Por toda contestación, el gigante les indicó mediante una seña que le siguieran y echó a andar playa adelante, en la misma dirección por la que ambos ancianos habían llegado.
—Creo que lo más discreto es seguirle —opinó el señor Philander.
—Vaya, vaya, señor Philander —replicó el profesor—. Hace un momento adelantaba usted sus más lógicos argumentos en apoyo de la hipótesis de que el campamento se encontraba en dirección sur. Le manifesté mi escepticismo al respecto, pero acabó por convencerme; de modo y manera que ahora tengo el convencimiento absoluto de que hemos de marchar hacia el sur si queremos encontrar a nuestros amigos. En consecuencia, yo continuaré hacia el sur.
—Pero, señor Porter, es muy posible que ese hombre conozca el terreno mejor que nosotros. Parece ser natural de esta parte del mundo. Acompañémosle aunque sólo sea un corto trecho.
—Venga, venga, señor Philander —repitió el profesor—. Soy hombre difícil de persuadir, pero cuando me he convencido de algo, mi decisión es irrevocable. Seguiré en la dirección oportuna, aunque tenga que dar una vuelta completa al continente africano para llegar a mi destino.
Tarzán interrumpió la discusión. Al ver que aquellos extraños individuos no le seguían, el hombre-mono había vuelto junto a ellos. De nuevo les hizo una seña, pero los dos ancianos hicieron caso omiso.

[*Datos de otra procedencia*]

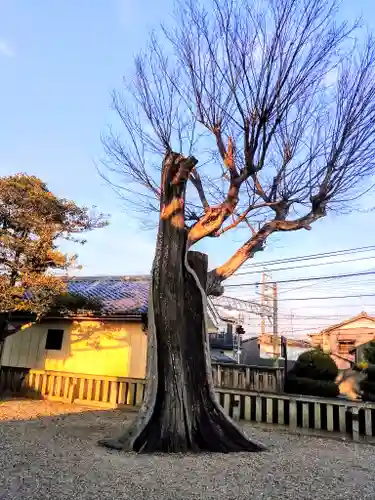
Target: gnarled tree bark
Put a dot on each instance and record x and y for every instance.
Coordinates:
(180, 412)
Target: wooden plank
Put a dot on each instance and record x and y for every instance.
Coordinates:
(138, 394)
(269, 407)
(122, 393)
(317, 416)
(258, 409)
(355, 423)
(43, 389)
(113, 393)
(368, 422)
(342, 419)
(81, 388)
(330, 425)
(90, 385)
(280, 412)
(293, 414)
(305, 415)
(58, 386)
(237, 408)
(247, 378)
(66, 387)
(226, 404)
(72, 390)
(98, 386)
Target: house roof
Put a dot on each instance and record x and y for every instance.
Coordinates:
(361, 315)
(119, 295)
(218, 356)
(116, 294)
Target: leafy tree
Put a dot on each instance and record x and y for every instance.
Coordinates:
(32, 221)
(369, 353)
(243, 114)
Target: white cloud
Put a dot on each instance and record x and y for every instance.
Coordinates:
(5, 49)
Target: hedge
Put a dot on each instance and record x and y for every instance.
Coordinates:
(315, 364)
(311, 387)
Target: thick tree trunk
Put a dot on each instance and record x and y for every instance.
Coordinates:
(181, 412)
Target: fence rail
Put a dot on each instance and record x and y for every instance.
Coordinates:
(353, 419)
(248, 377)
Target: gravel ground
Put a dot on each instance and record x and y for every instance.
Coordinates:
(48, 451)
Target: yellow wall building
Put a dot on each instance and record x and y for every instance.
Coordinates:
(92, 347)
(113, 344)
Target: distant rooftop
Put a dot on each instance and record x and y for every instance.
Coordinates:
(116, 294)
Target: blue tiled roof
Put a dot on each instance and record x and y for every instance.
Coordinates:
(117, 295)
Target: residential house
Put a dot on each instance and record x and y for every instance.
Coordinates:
(341, 340)
(359, 352)
(112, 343)
(265, 349)
(231, 312)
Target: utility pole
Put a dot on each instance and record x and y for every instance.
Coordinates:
(274, 322)
(262, 304)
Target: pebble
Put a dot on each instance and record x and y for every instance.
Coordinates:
(49, 450)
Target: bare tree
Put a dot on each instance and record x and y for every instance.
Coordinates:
(258, 114)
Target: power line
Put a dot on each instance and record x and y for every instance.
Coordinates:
(304, 266)
(332, 297)
(314, 256)
(311, 278)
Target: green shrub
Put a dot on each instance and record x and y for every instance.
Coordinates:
(370, 352)
(371, 373)
(315, 364)
(311, 387)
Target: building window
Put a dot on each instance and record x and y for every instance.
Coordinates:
(345, 347)
(54, 339)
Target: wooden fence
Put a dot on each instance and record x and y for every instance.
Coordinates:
(353, 419)
(248, 377)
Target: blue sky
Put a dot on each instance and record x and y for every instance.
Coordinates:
(59, 61)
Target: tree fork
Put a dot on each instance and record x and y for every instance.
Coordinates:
(180, 412)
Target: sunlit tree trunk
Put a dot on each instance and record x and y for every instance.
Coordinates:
(180, 412)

Así que Tarzán de los Monos perdió la paciencia ante la estúpida ignorancia de la pareja. Agarró por el hombro al asustado señor Philander y antes de que el digno caballero llegase a alguna conclusión acerca de si iba a matarle o a dejarlo lisiado de por vida, Tarzán había pasado un extremo de su cuerda alrededor del cuello del anciano.

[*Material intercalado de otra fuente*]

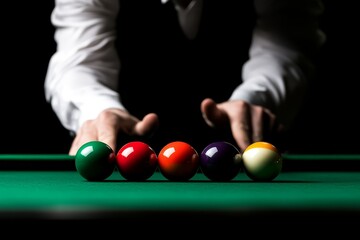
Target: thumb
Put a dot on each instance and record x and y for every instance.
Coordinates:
(212, 114)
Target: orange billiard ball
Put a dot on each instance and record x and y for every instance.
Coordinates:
(136, 161)
(178, 161)
(262, 161)
(95, 161)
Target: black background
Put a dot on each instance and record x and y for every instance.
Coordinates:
(329, 122)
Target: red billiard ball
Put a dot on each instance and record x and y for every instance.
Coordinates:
(178, 161)
(262, 161)
(220, 161)
(136, 161)
(95, 161)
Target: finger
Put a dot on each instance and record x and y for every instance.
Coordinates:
(241, 127)
(147, 126)
(258, 123)
(85, 134)
(212, 114)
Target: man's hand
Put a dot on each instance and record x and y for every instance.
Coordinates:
(109, 123)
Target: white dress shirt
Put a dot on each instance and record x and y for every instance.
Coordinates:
(82, 76)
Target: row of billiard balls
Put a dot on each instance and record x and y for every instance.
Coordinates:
(178, 161)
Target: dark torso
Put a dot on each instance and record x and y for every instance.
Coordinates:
(164, 72)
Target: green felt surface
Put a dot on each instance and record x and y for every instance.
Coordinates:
(66, 189)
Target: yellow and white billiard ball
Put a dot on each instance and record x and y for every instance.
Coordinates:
(262, 161)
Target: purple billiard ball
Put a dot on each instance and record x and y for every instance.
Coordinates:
(220, 161)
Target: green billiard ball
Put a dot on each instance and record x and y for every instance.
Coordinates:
(95, 161)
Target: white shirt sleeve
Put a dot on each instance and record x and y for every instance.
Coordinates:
(82, 76)
(276, 74)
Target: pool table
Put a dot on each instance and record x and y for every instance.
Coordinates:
(323, 188)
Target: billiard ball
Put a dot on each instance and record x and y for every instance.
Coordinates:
(136, 161)
(262, 161)
(220, 161)
(178, 161)
(95, 161)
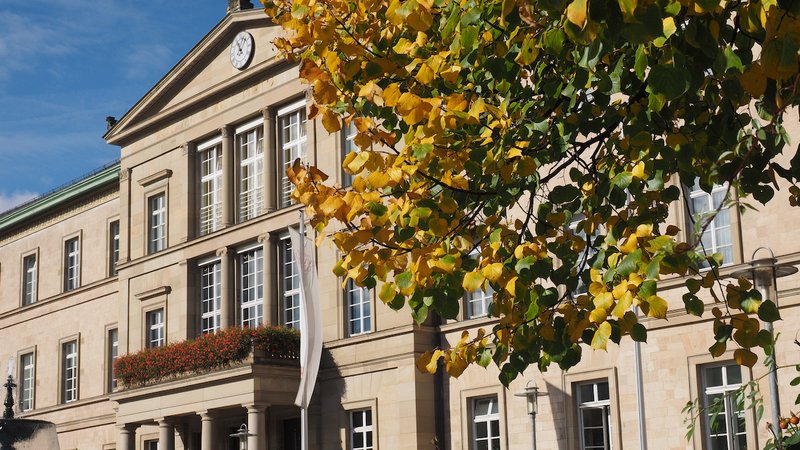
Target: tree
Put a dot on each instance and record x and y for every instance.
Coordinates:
(487, 127)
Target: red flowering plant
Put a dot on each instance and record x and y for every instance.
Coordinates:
(205, 354)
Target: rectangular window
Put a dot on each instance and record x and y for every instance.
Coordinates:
(113, 247)
(594, 415)
(157, 226)
(358, 309)
(717, 236)
(348, 146)
(291, 145)
(724, 424)
(251, 287)
(290, 285)
(476, 303)
(155, 328)
(111, 358)
(29, 280)
(485, 424)
(26, 381)
(210, 155)
(361, 430)
(72, 254)
(249, 142)
(210, 296)
(69, 371)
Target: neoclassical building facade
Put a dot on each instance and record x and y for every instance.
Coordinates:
(186, 235)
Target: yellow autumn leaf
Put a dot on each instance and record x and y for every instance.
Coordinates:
(576, 13)
(493, 271)
(331, 122)
(391, 95)
(473, 281)
(656, 307)
(601, 336)
(598, 315)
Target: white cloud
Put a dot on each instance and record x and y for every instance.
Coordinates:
(10, 200)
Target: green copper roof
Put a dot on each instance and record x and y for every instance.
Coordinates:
(58, 197)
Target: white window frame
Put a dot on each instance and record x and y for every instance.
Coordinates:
(348, 135)
(30, 266)
(27, 381)
(250, 174)
(250, 289)
(113, 247)
(72, 263)
(209, 155)
(595, 403)
(289, 284)
(155, 322)
(69, 371)
(156, 222)
(210, 272)
(112, 342)
(715, 229)
(476, 303)
(358, 301)
(364, 430)
(291, 118)
(492, 416)
(729, 410)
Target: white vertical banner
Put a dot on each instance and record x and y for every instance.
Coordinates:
(304, 253)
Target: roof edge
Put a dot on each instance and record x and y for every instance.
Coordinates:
(59, 197)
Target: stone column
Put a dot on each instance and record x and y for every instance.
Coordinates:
(270, 278)
(206, 431)
(227, 293)
(166, 435)
(127, 437)
(228, 176)
(256, 426)
(270, 162)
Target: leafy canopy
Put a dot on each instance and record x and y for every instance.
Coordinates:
(487, 127)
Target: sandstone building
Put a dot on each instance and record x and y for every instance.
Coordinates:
(186, 235)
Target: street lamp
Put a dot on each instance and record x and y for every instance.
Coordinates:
(242, 434)
(531, 394)
(764, 273)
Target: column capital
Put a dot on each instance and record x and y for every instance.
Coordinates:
(256, 407)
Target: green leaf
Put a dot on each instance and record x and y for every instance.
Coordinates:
(768, 312)
(639, 333)
(404, 280)
(672, 82)
(622, 180)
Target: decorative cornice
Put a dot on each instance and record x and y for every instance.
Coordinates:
(161, 290)
(158, 176)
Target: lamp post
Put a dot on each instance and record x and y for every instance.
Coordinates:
(531, 394)
(764, 273)
(242, 434)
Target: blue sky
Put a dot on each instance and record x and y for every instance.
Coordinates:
(67, 64)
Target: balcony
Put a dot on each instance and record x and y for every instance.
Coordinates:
(201, 387)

—¡Muy bien, muy bien! —Recriminó el profesor Porter—. ¿No le da vergüenza someterse a semejante humillación?
Pero apenas habían salido de su boca tales palabras cuando también se vio apresado y con la cuerda alrededor del cuello. Acto seguido, Tarzán se encaminó hacia el norte, mientras tiraba de los entonces asustadísimos profesor Porter y su secretario.
Sumidos en un silencio mortal anduvieron durante lo que a los desesperanzados y exhaustos ancianos les parecieron varias horas. Pero, por fin, al coronar un cerro, experimentaron la inmensa alegría de divisar la cabaña a menos de cien metros de distancia.
Allí, Tarzán les quitó el lazo del cuello, señaló la pequeña construcción y se desvaneció en la jungla.
—¡Extraordinario, de lo más extraordinario! —el profesor se quedó boquiabierto—. Reconozca, señor Philander, que yo tenía razón, como de costumbre. A no ser por su obstinación, nos habríamos librado de una serie de contratiempos ultrajantes en grado sumo, por no llamarlos peligrosos incidentes. En lo sucesivo, procure seguir los consejos de una mente más madura y experta cuando necesite que le guíen sabiamente.